Sunday, August 31, 2008

A COMEBACK CUT SHORT?

Like dogs, every superstar has his (or her) day. You know, that unlucky moment when the hit singles start to become fewer and farther between. For some (Christina Aguilera, Kelly Clarkson, Ashanti and Maroon 5 come to mind), that day arrives sooner than expected. Others (like Kid Rock and Pink, whose first single from her upcoming hit-bound fifth CD just debuted in the Top 10 of Billboard's Hot 100) manage to outlive their expected sell-by date.

And then there is Mariah Carey, an artist who appeared to be finished at the dawn of the '00s only to make the most spectacular comeback since Tina Turner's mid-'80s roll with 2005's The Emancipation of Mimi. So, Music Junkie recently wondered out loud, what the hell happened with her latest CD, E=MC2, which is as good as, if not better, than Mimi? Good question. Although its first-week sales (463,000) were the best of her career, and it spawned her 18th No. 1 hit, "Touch My Body," follow up singles failed to follow suit, and the album quickly dropped off the radar. It's a magnificent failure coming not so hot on the heels of Mimi. But let's face it: Mimi owed its blockbuster success to one great single, "We Belong Together." Without it, the CD may have suffered a fate similar to E=MC2's.
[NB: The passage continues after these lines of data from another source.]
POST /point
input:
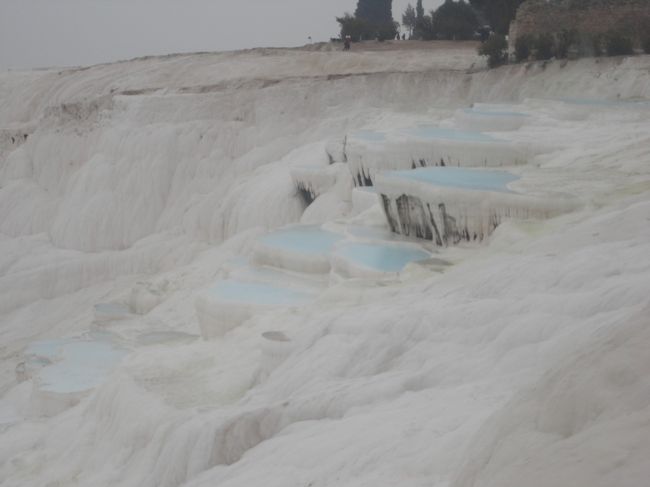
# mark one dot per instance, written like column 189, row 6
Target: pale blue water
column 385, row 258
column 430, row 132
column 258, row 293
column 455, row 177
column 302, row 239
column 495, row 113
column 369, row 135
column 78, row 365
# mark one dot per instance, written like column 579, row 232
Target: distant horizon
column 67, row 33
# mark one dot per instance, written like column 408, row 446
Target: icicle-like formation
column 313, row 180
column 428, row 147
column 448, row 213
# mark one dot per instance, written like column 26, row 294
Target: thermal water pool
column 380, row 257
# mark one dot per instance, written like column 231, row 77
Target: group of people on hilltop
column 347, row 40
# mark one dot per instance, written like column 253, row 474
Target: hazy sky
column 37, row 33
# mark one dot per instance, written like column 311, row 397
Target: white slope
column 143, row 182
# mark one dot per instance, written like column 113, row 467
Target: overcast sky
column 39, row 33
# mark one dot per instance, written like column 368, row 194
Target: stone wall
column 585, row 17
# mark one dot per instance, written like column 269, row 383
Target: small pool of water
column 75, row 365
column 259, row 293
column 430, row 132
column 454, row 177
column 302, row 239
column 384, row 258
column 493, row 113
column 369, row 135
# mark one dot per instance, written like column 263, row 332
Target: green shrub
column 597, row 43
column 565, row 40
column 544, row 47
column 496, row 50
column 617, row 44
column 646, row 45
column 523, row 47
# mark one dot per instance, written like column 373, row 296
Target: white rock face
column 519, row 361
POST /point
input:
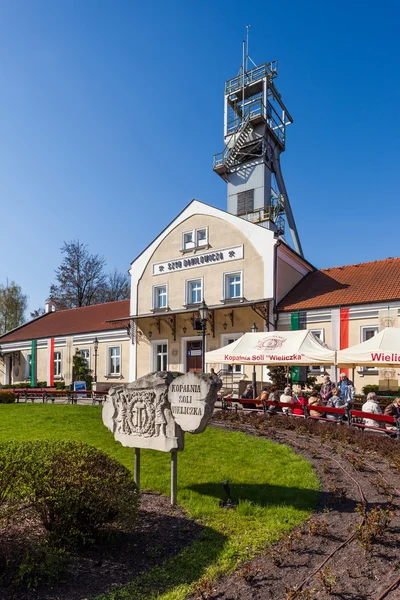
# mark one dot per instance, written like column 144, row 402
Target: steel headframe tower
column 255, row 121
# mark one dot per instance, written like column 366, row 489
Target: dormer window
column 201, row 237
column 195, row 239
column 188, row 240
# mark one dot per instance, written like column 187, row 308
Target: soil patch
column 115, row 560
column 324, row 558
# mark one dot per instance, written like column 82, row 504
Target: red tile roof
column 377, row 281
column 71, row 321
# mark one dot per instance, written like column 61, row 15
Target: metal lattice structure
column 255, row 121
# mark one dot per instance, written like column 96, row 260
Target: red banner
column 344, row 332
column 51, row 366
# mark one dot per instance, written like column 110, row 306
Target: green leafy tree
column 13, row 303
column 82, row 281
column 81, row 371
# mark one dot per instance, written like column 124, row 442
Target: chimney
column 50, row 305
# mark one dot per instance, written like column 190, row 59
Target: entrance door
column 9, row 370
column 194, row 356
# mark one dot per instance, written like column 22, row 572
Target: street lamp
column 203, row 312
column 254, row 329
column 96, row 347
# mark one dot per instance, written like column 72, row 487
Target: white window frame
column 109, row 361
column 363, row 329
column 154, row 354
column 203, row 242
column 225, row 285
column 184, row 339
column 317, row 370
column 81, row 350
column 58, row 362
column 185, row 245
column 237, row 369
column 188, row 282
column 194, row 245
column 155, row 288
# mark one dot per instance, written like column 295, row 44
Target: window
column 161, row 357
column 57, row 364
column 85, row 353
column 160, row 299
column 201, row 237
column 188, row 241
column 114, row 360
column 233, row 285
column 319, row 333
column 197, row 238
column 245, row 202
column 368, row 333
column 225, row 340
column 28, row 366
column 194, row 291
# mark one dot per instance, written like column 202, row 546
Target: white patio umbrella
column 382, row 350
column 274, row 348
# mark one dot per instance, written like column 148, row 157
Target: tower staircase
column 227, row 159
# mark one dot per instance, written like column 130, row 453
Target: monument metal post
column 174, row 476
column 254, row 329
column 203, row 312
column 137, row 467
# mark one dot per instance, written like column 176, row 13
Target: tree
column 117, row 287
column 81, row 280
column 80, row 370
column 13, row 304
column 80, row 277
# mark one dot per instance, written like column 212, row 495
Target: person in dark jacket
column 248, row 393
column 393, row 409
column 326, row 390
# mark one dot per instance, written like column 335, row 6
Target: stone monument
column 139, row 414
column 156, row 410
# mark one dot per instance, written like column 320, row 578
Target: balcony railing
column 235, row 84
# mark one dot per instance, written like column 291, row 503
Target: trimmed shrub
column 74, row 488
column 39, row 564
column 7, row 397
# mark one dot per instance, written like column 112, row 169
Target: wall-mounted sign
column 200, row 260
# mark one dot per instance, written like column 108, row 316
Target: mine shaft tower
column 255, row 121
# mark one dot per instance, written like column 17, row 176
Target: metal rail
column 256, row 74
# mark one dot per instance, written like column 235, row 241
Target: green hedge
column 7, row 397
column 74, row 488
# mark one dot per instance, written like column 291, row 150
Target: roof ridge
column 89, row 305
column 369, row 262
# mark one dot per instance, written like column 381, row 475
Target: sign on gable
column 200, row 260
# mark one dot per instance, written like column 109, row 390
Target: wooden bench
column 348, row 415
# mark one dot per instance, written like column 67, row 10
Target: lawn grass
column 276, row 490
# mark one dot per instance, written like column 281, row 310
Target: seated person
column 372, row 406
column 248, row 393
column 335, row 401
column 393, row 409
column 314, row 400
column 299, row 400
column 263, row 397
column 274, row 397
column 286, row 398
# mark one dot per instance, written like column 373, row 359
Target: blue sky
column 110, row 113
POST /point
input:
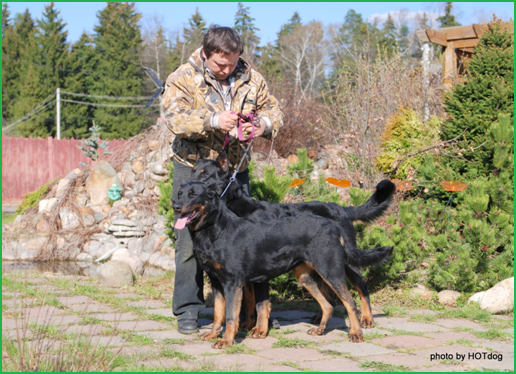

So what's Mariah's problem? Number one: Weak singles. "Bye Bye" is a bore. "I'm That Chick" is an okay album track--empasis on album. "Migrate" and the haunting "Side Effects" (download) are far more exciting and as an added benefit, they feature hot rappers of the moment T-Pain and Young Jeezy, respectively. Number two: Her disappearing act. Since her quickie surprise marriage to Nick Cannon, she's pulled a big one. She seems to spend more time vacationing in the Caribbean than she does working the promotion circuit. Like Britney Spears with last year's Blackout, she actually has a decent album to promote, and she's asleep at the wheel.

Number three: An industry-wide phenomenon of which Mariah is just one victim. Rihanna can crap on a disc (which she basically did with "Take a Bow") and watch it go to No. 1, but several once seemingly indestructible talents--among them, Usher, Alicia Keys and Beyonce--have had trouble scoring multiple hits from their most recent albums. Blame iTunes. Back in the day, when record stores still existed and people had to go to them to get new music, before physical singles went the way of 8-tracks, vinyl and casettes, the biggest stars enjoyed multiple trips to No. 1 and the Top 10 with each album because the release of a new single was still a big event. If you liked the song but didn't want to pay for the entire CD, you had to wait until it was physically released to stores to snap it up.

Now, with iTunes, we're able to sample entire CDs the day they are released and cherry pick which songs we want. If you fancy, say, track six on Mariah's CD ("I'm That Chick") but don't want the full album, you can get just the song right here right now. So when her record label decides that it's the fourth single from E=MC2 (I must have blinked and missed single No. 3, "I'll Be Loving U A Long Time"), it doesn't really matter. Any Mariah fan who wants it already has it, and there is no physical product for completists to buy. So in order for the single to become hit, it has to win over news fans--people who don't care enough about Mariah to sample E=MC2 on release day--with a kick-ass video or tons of radio play. (For artists like Rihanna, Chris Brown, Fergie or Jordin Sparks, whose still-growing fan bases may take weeks, months even, to check out their CDs, this is less of a problem.) But even if Mariah attracts new fans, because the Hot 100 is determined by weekly airplay and sales, the old ones who already bought the album or downloaded the track don't fit into the equation. The result: Lower chart placings, which decreases the CD's profile and, ultimately, its cumulative sales.

It happened with "Give It 2 Me," the second single from Madonna's Hard Candy opus. Pre-release, critics inexplicably singled out the track as one of the album's best. My friend Dave, who is perhaps the world's greatest Madonna fan, even predicted it would be her biggest hit since "Vogue" (in a momentary lapse of reason, he forgot that she's already had two bigger ones, "Take A Bow" and "Music"). The buzz led to a premature Hot 100 debut at No. 57 the week Hard Candy entered the album chart at No. 1. But now that "Give It 2 Me" is officially a single, it has yet to re-enter the singles chart. A middling video and radio's continued lack of love for Madonna makes the winning over of new fans highly unlikely. As a result, the single flopped, a setback from which Hard Candy will probably not recover.

Artists like Rihanna and Chris Brown have sidestepped this problem by re-releasing their CDs with new tracks. For people who like to think of albums as self-contained creative statements, this cheapens the artistic process. But who said Rihanna or Chris Brown are artists? They are more like money-making corporations and their CDs are simply product. Aside from "Umbrella," which will go down as one of history's great pop songs, neither of them have ever released anything that we'll still want to hear or even remember in 2020.

But don't cry for Mariah just yet. Things could be a lot worse. (Ask Janet Jackson.) She could always go the repackaging route--something she did with Mimi, extending its shelf life and adding a 17th No. 1 single to her tally. Even if she doesn't, she'll be back. With another No. 1 album and another No. 1 premiere single. But what happens after that is anybody's guess.